WHO responds to cholera cases in Sudan
Two cholera treatment centres are treating patients in Blue Nile State and a dedicated isolation centre has been established for cholera case management
The World Health Organization (WHO) is working closely with national health authorities and partners to respond to cases of cholera in Blue Nile State in south-eastern Sudan.
“Early and effective response is the best means to stopping an outbreak in its tracks”
Between 28 August and 10 September, Sudan’s Federal Ministry of Health reported at least 51 cases of acute watery diarrhoea in Blue Nile State, including at least 3 deaths.
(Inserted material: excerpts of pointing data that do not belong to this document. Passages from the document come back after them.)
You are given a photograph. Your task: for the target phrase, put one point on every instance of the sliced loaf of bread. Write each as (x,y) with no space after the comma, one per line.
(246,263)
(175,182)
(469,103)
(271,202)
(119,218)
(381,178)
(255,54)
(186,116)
Samples taken from 6 patients and sent for analysis to the Ministry’s National Public Health Laboratory showed that 4 of the 6 samples tested positive for Vibrio cholerae.
“Due to suboptimal health conditions and poor safe water and sewage system structures, exacerbated by polluted water sources caused by recent floods, there is a risk of cholera and other diarrhoeal diseases spreading if no immediate response interventions take place,” said Dr Naeema Al Gasseer, WHO Representative in Sudan.
To monitor and contain the outbreak, WHO has surged a team of public health experts to Blue Nile State; other international experts will soon follow. The WHO team is working with health authorities to strengthen disease surveillance, provide medical treatment for patients, distribute laboratory supplies, monitor water quality and chlorinate public water supplies, and promote health education and hygiene among affected and at-risk communities. Two cholera treatment centres are treating patients in Blue Nile State, and a dedicated isolation centre has been established for cholera case management. To date, 30 patients have been discharged after receiving treatment.
Early and effective response is the best means to stopping an outbreak in its tracks. Given the timely recognition of the cholera cases by the Federal Ministry of Health with full transparency in reporting to WHO under the International Health Regulations, and the swift scale-up of response, we are hopeful that we can soon contain this disease and minimize the number of cases,” added Dr Al-Gasseer.